I’ve already been through some of the “worse”. Since I’ve been here, I’ve been poisoned, sold at a Faerie market to a Seelie noble, propositioned to be some kind of pet, sent to fairy jail, and then nearly “claimed” by a corrupt Unseelie prison guard—and, yes, it was just as unpleasant as it sounds. Sure, I also started to fall for my Seelie cellmate, and thanks to Rys masterminding our break-out, I thought my shitty luck might have begun to finally turn around.
I wish. Not only were we separated during the last stage of our escape, but after I followed his instructions to wait for him at a nearby inn, it wasn’t Rys who met me there.
It was Saxon.
And, according to the Seelie guard, he was there on Rys’s orders to make sure that I finished my escape by getting out of Faerie. When I refused, he did what he thought he had to: he pushed me into a hidden fairy circle.
Only it, uh, it didn’t work.
I glance around, my stomach twisted in nervous knots. I’m definitely not back in Kansas—or, for that matter, home.
Faerie. No doubt in my mind that this is still Faerie. The purple sky, the dark shadows… yeah, that’s a big honking clue that I’m still in the magical world. It’s just not any part of Faerie that I’ve been in before.
Not like that’s saying much. In the more than a month since I first found my way to this magical realm, I spent most of it locked up as a prisoner in Siúcra, the largest prison in Faerie. For a little less than three weeks I was trapped inside a cramped cell with nothing except a narrow cot, a magic shower box that tripled as a toilet and a washing-up station, and an enigmatic, scarred Seelie for a cellmate.
Rys…
Only a few minutes ago, I wasn’t sure whether I should be angry or hurt that Rys knew that I was his soul mate—that he knew he was sacrificing our relationship during the break-out from Siúcra—and that he arranged for Saxon to send me away from Faerie anyway.

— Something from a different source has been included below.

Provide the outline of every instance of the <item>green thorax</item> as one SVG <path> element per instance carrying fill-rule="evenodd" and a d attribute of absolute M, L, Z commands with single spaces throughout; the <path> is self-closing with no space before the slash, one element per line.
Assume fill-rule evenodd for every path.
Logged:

Well, now I know. I’m fucking pissed.
My fury heats me up from the inside out. I can’t believe him. And, okay, he warned me not to trust him—his exact words were in Faerie, trust no one—but he kept pushing me not to worry. He was supposed to be right behind me. That’s what he told me and, damn it, the fae can’t lie!
I stomp my feet. It’s a straight-up angry reflex. I guess the shock’s finally wearing off as the reality that I’m trapped on my own in a dark and unfamiliar part of Faerie slowly sinks in.

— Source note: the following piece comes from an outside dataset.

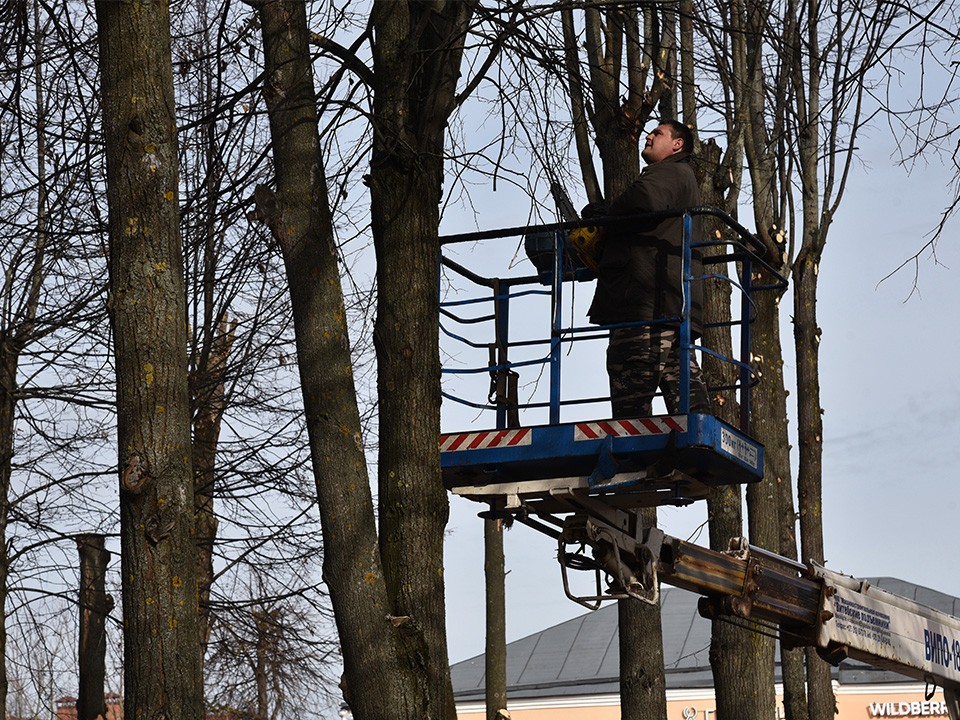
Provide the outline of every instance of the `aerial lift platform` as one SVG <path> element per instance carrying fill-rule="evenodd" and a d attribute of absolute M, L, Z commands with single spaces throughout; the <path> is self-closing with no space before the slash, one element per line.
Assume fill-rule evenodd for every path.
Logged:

Because of course I am—and, as much as I hate to admit it, that’s partly my fault. Not knowing what Rys planned on giving up, I made a sacrifice, too.
What did I expect? I knew that there was a price to pay to flee the prison. In order to let a prisoner leave through its gates, Siúcra demands a sacrifice. It has to be something super significant or the magic of the prison won’t even consider it. There was only one thing important enough to me that I figured would count. In one fell swoop, I gave up my chance to return to my old life—which included my apartment, my
family, and Jim, my boyfriend since I was sixteen.